Nobody likes being The New Guy, but there’s a humble art to pulling it off smartly and merging smoothly into the traffic of one’s new environment: Introduce yourself. Firm handshake. Ask questions — but not too many — and listen more than you talk.
Mike Bozung knows all this and comports himself accordingly. Even as president of the Van Buren County Farm Bureau, he understands his new-guy status dilutes some of the authority of the gavel he brought home from presidents’ conference back in January.
If that weren’t challenging enough, Bozung is also a relative newcomer to the area itself — an émigré from the Belding neighborhood of northwestern Ionia County. He’s been on the ground here outside Bangor for about 10 years now, working 40 head of red angus cattle and raising about 800 acres of corn, soybeans and hay.
“My wife Casey grew up here — this is her family’s farm,” said Bozung. “Her grandparents farmed it but her parents opted to rent the land instead.”
As a transplanted farmer, Bozung’s first order of business has been building trust among his new neighbors, especially the landowners as he strives to expand his crop acreage. The same easygoing demeanor serving him well in those conversations is also endearing him to the leaders around Van Buren’s board table.
“First I’m just familiarizing myself with the membership,” he said, and cautiously testing the waters of engaging members beyond those quickly familiar faces.
“We want to expand involvement beyond the board of directors,” he said. “Things are running pretty well already. We want to keep our good programs moving forward, attract new members and build interest in the organization.”
Even seasoned leaders, though, will tell you that’s easier said than done.

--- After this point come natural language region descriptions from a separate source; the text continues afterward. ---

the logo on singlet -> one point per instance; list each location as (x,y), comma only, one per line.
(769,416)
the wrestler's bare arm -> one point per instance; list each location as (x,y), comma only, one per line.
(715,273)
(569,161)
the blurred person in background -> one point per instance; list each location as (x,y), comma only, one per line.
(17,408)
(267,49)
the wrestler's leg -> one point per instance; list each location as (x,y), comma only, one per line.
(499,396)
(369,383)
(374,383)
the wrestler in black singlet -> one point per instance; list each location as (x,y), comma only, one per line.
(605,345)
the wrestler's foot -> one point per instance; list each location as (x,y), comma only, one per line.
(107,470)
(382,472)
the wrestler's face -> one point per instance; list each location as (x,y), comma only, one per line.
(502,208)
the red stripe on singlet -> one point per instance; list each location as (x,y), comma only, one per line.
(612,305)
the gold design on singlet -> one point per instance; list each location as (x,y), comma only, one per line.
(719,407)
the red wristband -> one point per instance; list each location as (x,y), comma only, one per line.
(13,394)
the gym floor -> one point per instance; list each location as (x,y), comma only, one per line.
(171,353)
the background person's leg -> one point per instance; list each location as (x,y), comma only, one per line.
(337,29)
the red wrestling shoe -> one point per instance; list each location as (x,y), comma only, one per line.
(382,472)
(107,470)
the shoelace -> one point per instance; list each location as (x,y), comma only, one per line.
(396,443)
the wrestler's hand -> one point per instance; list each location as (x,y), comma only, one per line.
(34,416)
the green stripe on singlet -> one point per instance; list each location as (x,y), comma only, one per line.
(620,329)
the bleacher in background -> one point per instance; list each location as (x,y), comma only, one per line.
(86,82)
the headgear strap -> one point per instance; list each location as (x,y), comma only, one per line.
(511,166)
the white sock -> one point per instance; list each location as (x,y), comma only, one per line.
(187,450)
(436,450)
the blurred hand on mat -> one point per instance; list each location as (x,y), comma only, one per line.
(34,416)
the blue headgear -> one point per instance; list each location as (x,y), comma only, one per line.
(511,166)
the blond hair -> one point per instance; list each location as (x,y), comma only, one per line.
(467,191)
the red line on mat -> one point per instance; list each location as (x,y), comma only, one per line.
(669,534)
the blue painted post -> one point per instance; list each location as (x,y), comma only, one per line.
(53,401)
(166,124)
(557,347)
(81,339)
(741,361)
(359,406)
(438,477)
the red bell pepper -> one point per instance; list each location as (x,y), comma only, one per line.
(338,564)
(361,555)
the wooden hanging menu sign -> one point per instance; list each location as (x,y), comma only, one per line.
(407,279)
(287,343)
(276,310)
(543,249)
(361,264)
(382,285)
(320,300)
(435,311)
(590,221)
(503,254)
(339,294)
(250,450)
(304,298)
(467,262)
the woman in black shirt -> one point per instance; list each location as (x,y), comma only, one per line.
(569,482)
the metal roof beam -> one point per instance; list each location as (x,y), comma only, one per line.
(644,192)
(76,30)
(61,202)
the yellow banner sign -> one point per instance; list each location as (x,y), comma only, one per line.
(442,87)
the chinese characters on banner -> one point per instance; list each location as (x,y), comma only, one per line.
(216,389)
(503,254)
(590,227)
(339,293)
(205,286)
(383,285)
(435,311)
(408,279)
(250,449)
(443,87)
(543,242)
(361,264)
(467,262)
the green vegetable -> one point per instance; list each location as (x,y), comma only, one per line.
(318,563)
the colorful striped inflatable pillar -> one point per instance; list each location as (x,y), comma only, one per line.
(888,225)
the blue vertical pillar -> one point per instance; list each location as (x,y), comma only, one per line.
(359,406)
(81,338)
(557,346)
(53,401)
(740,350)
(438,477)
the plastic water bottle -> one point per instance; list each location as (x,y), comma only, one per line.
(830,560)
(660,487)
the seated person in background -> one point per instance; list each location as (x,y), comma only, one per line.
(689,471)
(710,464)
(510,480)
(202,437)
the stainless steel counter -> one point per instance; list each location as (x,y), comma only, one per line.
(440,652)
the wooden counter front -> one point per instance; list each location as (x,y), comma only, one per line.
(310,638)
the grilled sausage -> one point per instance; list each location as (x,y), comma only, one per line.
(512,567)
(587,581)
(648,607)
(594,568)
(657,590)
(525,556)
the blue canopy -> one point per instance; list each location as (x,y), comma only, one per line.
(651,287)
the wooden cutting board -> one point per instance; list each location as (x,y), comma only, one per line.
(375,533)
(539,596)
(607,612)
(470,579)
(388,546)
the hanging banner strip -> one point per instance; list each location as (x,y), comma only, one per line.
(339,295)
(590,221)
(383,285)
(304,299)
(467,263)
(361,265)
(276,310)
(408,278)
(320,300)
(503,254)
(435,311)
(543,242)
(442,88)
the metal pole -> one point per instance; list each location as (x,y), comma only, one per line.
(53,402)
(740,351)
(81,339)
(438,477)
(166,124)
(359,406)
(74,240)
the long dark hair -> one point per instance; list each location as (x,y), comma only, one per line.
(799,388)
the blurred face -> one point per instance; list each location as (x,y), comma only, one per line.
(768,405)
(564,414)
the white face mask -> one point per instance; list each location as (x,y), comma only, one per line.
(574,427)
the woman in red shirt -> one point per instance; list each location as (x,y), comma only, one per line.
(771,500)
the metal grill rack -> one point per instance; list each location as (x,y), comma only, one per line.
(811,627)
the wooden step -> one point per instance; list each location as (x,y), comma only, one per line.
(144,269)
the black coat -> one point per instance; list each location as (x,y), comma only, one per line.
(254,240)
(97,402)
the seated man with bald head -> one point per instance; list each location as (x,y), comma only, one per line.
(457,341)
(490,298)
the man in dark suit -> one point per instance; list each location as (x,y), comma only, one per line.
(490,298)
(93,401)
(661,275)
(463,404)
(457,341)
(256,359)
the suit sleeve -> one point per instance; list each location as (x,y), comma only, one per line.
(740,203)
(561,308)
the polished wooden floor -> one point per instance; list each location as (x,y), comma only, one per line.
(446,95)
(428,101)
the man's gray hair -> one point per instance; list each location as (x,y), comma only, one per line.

Bozung knows that sort of progress involves being open to forging and building new relations.
To that end he’s striving to build a more inclusive feel and empower board members to stretch their involvement beyond voting ‘yay’ or ‘nay’ at meetings — building leadership in others and strengthening Van Buren’s “depth chart.”
In the meantime, most of the county’s traditional and well-received activities will stay on the docket, including the annual Blossomtime Tour, AgVenture tent at the county fair and Bangor Apple Fest, and the county’s summer legislative dinner.